World’s Strongest Dad

Last week a co-worker sent around an email with an evil .pdf file attachment of an amazing article from Sports Illustrated. Happily, I was able to find the article reproduced on the Internet. The world’s strongest dad, in case you were wondering, is not a muscle-bound Mr. Olympian who happens to have a couple of kids. He’s a 65-year-old Massachusetts man named Dick Hoyt who has spent the last quarter-century competing with his wheelchair-bound son in marathons, climbing mountains with his son on his back, and towing his son in a dinghy in swimming competitions:

"[A]fter a high school classmate was paralyzed in an accident and the school organized a charity run for him, Rick pecked out [on his computer], ‘Dad, I want to do that.’

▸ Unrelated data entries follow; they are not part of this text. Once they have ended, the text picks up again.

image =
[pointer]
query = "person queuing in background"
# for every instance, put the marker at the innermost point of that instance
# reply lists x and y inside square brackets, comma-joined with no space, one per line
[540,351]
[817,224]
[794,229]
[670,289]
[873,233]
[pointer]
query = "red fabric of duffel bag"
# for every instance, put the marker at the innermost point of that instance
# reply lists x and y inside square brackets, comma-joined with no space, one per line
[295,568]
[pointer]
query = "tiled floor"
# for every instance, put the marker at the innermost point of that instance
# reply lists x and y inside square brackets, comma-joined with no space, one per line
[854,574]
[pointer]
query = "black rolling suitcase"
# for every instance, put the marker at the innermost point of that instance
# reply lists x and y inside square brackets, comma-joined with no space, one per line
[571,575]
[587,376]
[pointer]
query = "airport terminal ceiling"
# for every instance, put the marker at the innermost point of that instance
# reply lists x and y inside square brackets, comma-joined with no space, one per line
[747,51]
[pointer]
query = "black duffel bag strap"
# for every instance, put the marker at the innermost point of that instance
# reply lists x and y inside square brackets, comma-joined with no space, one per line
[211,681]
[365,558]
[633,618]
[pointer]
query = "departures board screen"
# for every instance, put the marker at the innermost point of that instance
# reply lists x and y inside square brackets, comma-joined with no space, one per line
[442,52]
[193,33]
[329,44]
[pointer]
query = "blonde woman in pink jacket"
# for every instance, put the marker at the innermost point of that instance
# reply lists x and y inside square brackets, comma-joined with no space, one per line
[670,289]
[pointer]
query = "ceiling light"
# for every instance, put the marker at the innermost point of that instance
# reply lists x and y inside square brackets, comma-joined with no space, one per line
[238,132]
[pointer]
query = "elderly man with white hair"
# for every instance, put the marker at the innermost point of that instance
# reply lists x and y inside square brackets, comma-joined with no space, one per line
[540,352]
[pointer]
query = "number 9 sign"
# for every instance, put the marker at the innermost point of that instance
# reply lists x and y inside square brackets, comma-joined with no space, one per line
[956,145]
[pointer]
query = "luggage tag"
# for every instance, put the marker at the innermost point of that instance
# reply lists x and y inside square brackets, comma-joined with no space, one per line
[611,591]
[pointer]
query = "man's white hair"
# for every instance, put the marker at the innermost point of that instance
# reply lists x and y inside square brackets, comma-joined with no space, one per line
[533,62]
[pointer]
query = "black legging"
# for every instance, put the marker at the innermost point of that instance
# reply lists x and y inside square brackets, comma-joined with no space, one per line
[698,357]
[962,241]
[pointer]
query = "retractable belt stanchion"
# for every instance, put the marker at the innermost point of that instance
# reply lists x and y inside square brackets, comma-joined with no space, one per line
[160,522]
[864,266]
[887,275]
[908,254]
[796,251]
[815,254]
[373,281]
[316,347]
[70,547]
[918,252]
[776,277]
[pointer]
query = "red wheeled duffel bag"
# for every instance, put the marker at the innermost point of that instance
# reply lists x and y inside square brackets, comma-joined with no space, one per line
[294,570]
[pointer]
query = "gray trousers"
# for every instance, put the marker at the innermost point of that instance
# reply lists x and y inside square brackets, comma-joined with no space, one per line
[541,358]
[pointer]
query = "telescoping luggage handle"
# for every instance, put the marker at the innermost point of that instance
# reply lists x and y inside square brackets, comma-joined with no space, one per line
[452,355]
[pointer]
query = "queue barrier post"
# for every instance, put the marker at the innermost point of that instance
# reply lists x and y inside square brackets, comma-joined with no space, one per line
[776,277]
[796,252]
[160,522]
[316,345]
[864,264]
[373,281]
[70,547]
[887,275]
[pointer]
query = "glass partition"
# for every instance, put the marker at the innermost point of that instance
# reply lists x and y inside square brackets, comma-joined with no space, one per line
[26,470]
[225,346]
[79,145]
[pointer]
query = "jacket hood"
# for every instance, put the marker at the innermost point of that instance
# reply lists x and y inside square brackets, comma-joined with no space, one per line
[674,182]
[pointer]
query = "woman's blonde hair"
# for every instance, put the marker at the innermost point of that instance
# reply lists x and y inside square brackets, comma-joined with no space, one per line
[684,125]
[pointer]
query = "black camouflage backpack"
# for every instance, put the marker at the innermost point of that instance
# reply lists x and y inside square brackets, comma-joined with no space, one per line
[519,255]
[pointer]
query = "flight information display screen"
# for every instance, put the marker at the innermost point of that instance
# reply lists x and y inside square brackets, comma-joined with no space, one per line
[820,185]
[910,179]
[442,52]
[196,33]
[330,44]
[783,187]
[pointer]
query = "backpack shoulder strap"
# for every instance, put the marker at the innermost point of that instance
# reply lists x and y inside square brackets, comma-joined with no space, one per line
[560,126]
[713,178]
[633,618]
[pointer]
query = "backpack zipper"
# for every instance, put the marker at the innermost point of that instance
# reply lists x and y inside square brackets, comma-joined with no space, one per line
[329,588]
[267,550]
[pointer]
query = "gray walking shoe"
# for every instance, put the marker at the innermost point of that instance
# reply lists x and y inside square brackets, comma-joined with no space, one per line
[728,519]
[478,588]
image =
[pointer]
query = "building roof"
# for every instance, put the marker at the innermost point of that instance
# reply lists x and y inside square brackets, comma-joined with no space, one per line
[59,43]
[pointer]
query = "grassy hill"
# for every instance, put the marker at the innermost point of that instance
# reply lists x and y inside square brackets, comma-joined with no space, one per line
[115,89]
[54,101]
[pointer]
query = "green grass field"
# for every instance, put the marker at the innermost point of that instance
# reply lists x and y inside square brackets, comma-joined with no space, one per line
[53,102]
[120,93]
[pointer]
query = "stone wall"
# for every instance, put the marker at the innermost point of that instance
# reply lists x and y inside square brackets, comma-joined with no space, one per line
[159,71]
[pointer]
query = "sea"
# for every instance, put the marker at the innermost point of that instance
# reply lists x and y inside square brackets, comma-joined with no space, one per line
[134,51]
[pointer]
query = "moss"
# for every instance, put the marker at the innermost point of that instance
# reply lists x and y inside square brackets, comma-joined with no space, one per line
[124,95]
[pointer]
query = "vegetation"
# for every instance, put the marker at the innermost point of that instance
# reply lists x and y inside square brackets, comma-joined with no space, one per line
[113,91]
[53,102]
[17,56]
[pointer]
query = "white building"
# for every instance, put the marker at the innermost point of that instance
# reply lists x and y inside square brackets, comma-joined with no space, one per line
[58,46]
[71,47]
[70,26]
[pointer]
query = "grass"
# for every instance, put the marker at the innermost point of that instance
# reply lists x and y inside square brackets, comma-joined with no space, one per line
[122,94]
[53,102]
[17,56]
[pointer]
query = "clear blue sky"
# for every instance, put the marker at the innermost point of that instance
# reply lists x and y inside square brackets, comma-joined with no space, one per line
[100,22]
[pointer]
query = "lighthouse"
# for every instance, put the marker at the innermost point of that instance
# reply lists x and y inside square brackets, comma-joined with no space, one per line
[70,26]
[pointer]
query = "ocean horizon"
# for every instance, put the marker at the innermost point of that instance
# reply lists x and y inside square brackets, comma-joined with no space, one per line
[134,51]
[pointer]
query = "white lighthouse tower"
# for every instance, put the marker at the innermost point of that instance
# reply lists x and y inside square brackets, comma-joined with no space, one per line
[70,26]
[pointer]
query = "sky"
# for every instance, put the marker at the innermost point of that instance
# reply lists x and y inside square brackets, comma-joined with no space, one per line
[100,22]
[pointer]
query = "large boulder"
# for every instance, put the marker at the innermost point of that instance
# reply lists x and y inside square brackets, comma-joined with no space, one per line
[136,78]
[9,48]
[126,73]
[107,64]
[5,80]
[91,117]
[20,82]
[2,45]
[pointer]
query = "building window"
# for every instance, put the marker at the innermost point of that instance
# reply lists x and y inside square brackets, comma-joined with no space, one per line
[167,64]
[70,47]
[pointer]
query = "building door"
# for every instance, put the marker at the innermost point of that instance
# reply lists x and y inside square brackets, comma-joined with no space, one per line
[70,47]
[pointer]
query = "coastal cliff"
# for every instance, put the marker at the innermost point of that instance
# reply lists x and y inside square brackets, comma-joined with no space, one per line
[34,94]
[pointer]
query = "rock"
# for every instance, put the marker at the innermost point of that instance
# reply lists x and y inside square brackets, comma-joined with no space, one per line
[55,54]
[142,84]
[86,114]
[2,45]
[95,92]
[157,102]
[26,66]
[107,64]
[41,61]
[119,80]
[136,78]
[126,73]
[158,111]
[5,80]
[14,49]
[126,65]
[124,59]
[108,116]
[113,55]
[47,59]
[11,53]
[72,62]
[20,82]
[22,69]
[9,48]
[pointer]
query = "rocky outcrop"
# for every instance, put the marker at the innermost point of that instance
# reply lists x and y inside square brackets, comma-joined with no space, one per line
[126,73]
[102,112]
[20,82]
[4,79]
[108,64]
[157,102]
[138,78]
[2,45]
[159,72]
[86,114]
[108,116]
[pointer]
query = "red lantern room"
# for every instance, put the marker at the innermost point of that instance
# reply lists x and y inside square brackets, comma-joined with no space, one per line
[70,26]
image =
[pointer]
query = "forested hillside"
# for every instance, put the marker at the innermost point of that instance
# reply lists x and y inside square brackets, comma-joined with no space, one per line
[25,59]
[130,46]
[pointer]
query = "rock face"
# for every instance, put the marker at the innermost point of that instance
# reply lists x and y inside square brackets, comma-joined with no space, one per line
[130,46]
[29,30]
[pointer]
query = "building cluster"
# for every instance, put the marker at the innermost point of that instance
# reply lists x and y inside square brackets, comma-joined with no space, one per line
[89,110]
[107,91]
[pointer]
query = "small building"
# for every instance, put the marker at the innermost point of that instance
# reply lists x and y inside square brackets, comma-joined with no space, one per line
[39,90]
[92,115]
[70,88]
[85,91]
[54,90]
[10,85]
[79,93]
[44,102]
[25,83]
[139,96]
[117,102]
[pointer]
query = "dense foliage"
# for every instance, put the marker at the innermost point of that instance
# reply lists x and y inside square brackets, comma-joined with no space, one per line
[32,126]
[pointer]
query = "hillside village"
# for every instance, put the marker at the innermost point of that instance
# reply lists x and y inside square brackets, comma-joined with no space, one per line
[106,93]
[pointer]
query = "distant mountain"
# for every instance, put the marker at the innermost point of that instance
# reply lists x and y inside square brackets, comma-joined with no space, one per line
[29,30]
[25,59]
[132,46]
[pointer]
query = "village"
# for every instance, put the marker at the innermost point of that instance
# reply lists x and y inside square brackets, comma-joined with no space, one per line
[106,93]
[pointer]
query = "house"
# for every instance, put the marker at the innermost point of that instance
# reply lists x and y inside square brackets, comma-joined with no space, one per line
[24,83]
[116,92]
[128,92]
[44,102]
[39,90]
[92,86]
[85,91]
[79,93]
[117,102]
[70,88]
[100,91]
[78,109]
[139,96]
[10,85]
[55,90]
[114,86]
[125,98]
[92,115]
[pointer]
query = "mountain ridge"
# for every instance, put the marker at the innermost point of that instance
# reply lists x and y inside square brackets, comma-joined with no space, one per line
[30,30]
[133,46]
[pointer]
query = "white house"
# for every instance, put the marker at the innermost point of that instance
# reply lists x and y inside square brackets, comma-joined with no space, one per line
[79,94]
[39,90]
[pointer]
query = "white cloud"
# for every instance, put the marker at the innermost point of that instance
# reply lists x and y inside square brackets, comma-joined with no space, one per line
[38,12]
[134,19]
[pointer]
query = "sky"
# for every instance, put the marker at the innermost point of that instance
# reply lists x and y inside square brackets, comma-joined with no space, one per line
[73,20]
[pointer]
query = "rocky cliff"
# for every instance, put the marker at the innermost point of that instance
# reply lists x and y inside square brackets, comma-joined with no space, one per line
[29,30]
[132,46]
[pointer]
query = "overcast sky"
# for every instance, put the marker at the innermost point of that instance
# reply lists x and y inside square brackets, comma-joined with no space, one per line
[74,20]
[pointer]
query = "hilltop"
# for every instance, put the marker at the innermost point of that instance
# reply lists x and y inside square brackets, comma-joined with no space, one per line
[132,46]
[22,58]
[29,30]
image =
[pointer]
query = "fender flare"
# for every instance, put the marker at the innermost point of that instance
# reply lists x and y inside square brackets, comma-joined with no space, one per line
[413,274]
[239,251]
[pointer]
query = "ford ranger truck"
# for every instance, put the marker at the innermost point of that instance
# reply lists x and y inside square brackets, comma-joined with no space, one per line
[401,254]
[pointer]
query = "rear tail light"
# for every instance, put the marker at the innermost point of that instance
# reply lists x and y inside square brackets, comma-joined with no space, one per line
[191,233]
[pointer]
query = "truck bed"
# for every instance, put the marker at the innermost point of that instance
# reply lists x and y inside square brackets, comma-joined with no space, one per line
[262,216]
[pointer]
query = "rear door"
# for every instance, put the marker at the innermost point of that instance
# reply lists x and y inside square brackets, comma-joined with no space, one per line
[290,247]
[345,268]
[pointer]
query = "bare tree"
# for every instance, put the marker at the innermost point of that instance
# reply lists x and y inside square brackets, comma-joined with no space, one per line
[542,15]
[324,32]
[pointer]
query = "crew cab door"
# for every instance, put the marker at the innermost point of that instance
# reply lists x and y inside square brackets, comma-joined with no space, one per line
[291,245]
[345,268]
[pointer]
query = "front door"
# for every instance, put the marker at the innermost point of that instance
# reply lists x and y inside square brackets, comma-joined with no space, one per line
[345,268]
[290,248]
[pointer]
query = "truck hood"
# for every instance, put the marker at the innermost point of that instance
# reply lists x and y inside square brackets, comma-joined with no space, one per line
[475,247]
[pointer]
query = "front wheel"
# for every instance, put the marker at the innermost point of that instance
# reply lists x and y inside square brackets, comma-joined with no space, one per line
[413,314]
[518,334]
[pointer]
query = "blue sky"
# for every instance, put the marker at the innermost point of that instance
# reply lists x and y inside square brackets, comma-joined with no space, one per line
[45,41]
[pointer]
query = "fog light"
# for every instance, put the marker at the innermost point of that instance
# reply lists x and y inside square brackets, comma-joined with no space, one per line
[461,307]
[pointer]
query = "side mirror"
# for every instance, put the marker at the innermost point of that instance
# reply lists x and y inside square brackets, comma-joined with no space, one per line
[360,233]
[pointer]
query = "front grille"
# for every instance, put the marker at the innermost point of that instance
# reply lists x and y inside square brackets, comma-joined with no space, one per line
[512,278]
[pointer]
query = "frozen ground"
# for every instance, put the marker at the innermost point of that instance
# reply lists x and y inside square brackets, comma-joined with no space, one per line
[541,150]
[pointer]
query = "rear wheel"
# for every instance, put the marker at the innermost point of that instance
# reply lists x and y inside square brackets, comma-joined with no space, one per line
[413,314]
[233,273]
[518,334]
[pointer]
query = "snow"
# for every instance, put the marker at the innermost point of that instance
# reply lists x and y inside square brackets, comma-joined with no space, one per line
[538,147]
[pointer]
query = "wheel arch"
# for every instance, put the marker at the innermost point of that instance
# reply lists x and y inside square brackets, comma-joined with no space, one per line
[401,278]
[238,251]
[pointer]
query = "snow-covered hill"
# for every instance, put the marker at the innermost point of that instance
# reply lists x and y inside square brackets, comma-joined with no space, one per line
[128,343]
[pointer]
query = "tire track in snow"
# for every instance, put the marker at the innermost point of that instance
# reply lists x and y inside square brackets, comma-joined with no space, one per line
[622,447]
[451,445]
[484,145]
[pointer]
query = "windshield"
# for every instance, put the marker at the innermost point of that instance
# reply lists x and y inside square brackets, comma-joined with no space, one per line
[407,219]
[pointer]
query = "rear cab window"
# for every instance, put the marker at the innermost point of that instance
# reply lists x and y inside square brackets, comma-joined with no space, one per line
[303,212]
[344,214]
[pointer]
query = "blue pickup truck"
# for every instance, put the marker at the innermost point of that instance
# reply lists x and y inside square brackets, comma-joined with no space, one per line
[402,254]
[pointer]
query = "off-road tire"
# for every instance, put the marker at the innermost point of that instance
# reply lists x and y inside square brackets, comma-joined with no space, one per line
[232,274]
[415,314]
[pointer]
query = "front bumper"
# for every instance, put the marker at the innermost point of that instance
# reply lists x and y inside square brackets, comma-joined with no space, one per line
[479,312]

"Yeah, right. How was Dick, a self-described ‘porker’ who never ran more than a mile at a time, going to push his son five miles? Still, he tried. ‘Then it was me who was handicapped,’ Dick says. ‘I was sore for two weeks.’

"That day changed Rick’s life. ‘Dad,’ he typed, ‘when we were running, it felt like I wasn’t disabled anymore!’"

And so Hoyt kept giving his son that physically-liberating experience by continuing to take his son on sporting adventures. Rick Hoyt has given back to his father by keeping his dad in such great shape that the senior Hoyt survived a heart attack doctors told him he might not have survived without the strength he’d gained from exercising. Rick does have one wish though:

"’The thing I’d most like,’ Rick types, ‘is that my dad sit in the chair and I push him once.’"

GET THE (LIFE-AFFIRMING) STORY.

There are those who would say that Rick Hoyt’s severe physical disabilities meant that his life wasn’t worth living. Dick and Rick Hoyt have proved them wrong. And that’s how we’ll rebuild the Culture of Life:

One family at a time.

4 thoughts on “World’s Strongest Dad”

  1. I had the honor of witnessing this team myself when I did my one (and only) triathlon about 17 years ago. At least, I believe it must have been the same team. In the middle of the bike portion, I noticed a cyclist up ahead whom I thought I could overtake. This was a great motivator for me, as I was being passed by pretty much every other cyclist in the event. When I did overtake that cyclist, I understood why. He was riding a bicycle rigged to transport not only himself, but a good-sized teenager as well, who was obviously quadraplegic. Completing the triathlon was an enormous challenge for me, who had never been able to swim more than 25 yards until two years earlier. When I saw that team out there on the road, I had plenty of motivation to finish the race, no matter how many people might overtake me.

  2. Just curious, but what is “evil,” or even disagreeable, about a .pdf file? I’m a bit baffled. Thanks!